Le port de Lagos, au Nigeria, est l'un des premiers ports d'Afrique.

Le port de Lagos, au Nigeria, est l'un des premiers ports d'Afrique. - -

A l'issue d'une visite officielle de trois jours au Nigeria, la ministre du Commerce extérieur Nicole Bricq a déclaré ce jeudi 19 septembre vouloir que la France atteigne 5% de parts du marché nigérian en 2017.

" Celui qui n’est pas au Nigeria n’est pas en Afrique", estime Nicole Bricq, la ministre du commerce extérieur, à l'issue d'un voyage de trois jours au Nigéria. Ce jeudi 19 septembre, elle annonce fixer un objectif de 5% de parts de marché d'ici quatre ans pour les entreprises françaises dans pays.

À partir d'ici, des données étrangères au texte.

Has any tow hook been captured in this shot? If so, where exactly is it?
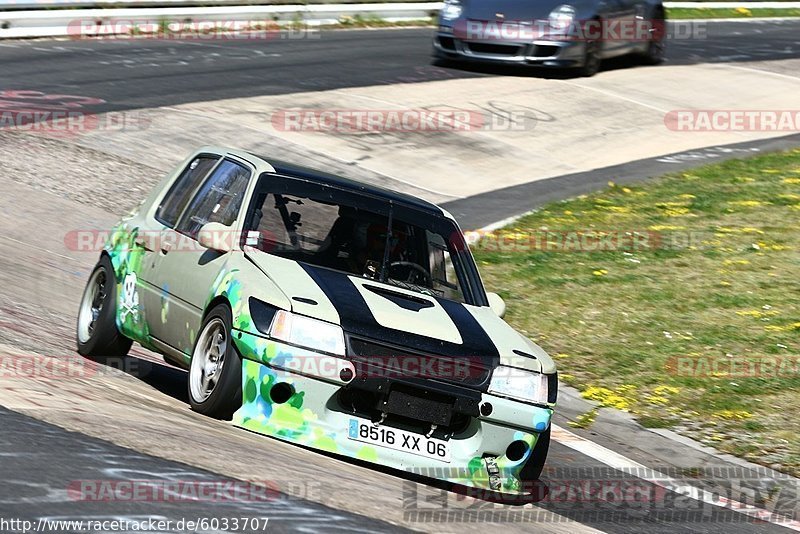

C'était d'ailleurs la part que détenait l'Hexagone en 2000. Mais depuis, elle a fondu à 3,5% alors que le pays revendique 7% de croissance. Par ailleurs, seules 1.800 entreprises françaises exportent vers le Nigéria, contre 4.500 en moyenne vers les autres pays d'Afrique francophone. La ministre souhaite voir cette proportion augmenter de 50% d’ici 2017.

Pour lancer le mouvement, elle a convié 15 patrons de PME françaises à l'accompagner pour cette visite. Parmi eux, celui de Vergnet, une ETI basée à Orléans qui est en train d'installer une ferme éolienne dans le nord du pays. Mais le chantier est interrompu depuis l'enlèvement de l'un de ses salariés, Francis Colon, en décembre dernier.

"Je ne connais pas de pays facile, et il va de soi que la présence de nos entreprises sur place doit se faire dans les meilleures conditions de sécurité", souligne la ministre. Mais la France ne peux faire une croix sur le marché énergétique nigérian: le pays doit multiplier par dix sa production d'électricité à l'horizon 2020.

Bolloré et Total très implantés

Grâce à un coup de pouce de Nicole Bricq, l'entreprise Vergnet a obtenu un dédommagement pour les sommes engagées et un accord pour la suite des opérations. Sa ferme éolienne deviendra, à terme, la deuxième plus vaste installation du pays.

Les grands groupes français, eux, n'ont pas attendu cette visite pour s'implanter au Nigéria. Total ou Bolloré, quelles que soient les difficultés rencontrées dans ce pays émergent, le considèrent comme un eldorado.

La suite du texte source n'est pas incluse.